(Bloomberg) -- A New York advice columnist who claims Donald Trump raped her two decades ago said the U.S. Supreme Court’s ruling Thursday that the president doesn’t have absolute immunity from state legal proceedings means her defamation suit against him should go forward.
E. Jean Carroll, who went public with her claims last year and sued Trump after he called her a liar, is fighting his request to delay her case. She said Friday in a filing in New York state court that her suit falls under the precedent established by the Supreme Court when it ruled that Manhattan District Attorney Cyrus Vance was entitled to see Trump’s tax returns and other financial records as part of a grand jury investigation.

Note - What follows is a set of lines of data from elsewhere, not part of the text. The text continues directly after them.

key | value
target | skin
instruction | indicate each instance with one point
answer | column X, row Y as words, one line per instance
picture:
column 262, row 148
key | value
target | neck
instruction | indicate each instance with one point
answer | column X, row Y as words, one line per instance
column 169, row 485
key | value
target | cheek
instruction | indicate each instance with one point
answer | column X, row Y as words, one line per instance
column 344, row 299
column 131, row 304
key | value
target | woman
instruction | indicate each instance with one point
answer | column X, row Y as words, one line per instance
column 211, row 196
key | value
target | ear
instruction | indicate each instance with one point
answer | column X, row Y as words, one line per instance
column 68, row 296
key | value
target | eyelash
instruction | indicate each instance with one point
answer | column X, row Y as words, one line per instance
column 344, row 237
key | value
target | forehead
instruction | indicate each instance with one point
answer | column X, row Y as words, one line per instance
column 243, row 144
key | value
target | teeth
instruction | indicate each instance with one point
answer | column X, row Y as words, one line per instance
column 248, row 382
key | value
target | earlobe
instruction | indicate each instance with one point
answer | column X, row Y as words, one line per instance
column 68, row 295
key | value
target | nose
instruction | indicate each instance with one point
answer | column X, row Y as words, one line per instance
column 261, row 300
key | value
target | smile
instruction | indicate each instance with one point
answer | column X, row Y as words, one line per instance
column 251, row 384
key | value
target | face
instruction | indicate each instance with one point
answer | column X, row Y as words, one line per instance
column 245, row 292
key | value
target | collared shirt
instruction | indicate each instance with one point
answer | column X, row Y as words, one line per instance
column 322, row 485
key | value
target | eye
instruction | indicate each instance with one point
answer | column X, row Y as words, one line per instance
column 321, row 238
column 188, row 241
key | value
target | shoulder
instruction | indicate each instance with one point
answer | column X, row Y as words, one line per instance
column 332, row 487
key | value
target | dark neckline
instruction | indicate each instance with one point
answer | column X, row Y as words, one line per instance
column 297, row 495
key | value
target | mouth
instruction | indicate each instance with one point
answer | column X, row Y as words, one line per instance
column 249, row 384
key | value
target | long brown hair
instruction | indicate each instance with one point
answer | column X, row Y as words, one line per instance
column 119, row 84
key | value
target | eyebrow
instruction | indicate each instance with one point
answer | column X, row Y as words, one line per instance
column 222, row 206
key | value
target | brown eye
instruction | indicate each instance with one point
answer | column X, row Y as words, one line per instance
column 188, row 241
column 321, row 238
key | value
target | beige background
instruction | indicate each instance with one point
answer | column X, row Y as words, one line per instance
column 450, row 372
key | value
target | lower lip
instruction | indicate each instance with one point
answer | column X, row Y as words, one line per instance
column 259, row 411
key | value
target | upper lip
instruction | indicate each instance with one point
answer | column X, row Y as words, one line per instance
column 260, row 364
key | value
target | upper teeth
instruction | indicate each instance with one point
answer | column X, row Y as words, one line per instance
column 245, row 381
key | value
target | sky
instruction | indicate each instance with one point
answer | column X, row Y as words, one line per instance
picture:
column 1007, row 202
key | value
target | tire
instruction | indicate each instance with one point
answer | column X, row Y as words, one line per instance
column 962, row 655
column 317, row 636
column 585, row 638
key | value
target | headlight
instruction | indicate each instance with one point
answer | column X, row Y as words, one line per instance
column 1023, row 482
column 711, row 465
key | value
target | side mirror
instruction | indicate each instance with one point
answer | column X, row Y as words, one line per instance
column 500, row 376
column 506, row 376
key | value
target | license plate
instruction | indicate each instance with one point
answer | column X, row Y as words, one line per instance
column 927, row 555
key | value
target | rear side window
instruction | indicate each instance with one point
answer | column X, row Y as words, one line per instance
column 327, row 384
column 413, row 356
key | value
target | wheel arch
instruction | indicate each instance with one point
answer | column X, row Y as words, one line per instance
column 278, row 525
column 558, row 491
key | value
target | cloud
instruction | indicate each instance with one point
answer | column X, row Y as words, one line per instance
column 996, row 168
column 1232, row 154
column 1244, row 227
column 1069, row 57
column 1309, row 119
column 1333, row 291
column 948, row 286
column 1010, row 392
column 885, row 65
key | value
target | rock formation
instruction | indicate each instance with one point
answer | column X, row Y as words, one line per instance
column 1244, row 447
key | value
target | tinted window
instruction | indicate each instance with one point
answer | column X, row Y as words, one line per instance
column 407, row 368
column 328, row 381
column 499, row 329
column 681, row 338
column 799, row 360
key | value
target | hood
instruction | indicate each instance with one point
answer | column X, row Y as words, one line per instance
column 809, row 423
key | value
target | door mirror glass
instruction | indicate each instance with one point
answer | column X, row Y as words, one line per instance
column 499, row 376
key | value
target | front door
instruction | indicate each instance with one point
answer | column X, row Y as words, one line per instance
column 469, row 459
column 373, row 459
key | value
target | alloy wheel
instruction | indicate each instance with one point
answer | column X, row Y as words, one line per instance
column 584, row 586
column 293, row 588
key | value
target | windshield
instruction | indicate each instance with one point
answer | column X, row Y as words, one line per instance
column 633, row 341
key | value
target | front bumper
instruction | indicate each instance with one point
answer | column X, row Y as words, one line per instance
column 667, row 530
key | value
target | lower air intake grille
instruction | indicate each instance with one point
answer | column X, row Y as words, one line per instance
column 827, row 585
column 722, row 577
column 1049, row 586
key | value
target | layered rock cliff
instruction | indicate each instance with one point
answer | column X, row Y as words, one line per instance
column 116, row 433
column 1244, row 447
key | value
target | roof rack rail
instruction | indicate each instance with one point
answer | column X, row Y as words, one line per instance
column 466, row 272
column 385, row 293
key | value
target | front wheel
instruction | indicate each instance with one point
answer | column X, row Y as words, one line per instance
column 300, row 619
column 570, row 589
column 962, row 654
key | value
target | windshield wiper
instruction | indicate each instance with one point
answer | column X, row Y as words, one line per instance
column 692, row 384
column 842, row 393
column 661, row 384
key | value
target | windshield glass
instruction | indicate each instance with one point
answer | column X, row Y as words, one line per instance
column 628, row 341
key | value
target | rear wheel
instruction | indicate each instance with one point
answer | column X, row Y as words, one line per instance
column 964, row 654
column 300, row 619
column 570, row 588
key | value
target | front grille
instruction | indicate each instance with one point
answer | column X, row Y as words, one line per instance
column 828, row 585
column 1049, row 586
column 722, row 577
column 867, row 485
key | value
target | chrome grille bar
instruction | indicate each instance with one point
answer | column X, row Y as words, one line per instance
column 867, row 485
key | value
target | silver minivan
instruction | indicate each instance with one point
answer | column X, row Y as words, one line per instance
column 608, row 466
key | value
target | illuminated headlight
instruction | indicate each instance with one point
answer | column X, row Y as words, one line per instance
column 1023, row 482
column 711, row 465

Trump has strongly denied Carroll’s allegation that he raped her in a department-store dressing room. His lawyer, Marc Kasowitz, didn’t immediately return a call seeking comment.
Though the president does enjoys protection from federal prosecution or lawsuits over conduct in office, Trump had argued in the Vance case for even broader immunity applying to actions under state law. He had asked for a stay of Carroll’s suit on the grounds that his immunity would soon be determined.
“Trump argued that state and federal courts are completely different for purposes of assessing presidential immunity,” Carroll’s lawyer, Roberta Kaplan, wrote in a letter to the court urging denial of Trump’s request for a stay. “However, the United States Supreme Court resoundingly rejected the central premises of that argument yesterday by a vote of 7-2 in Trump v. Vance.”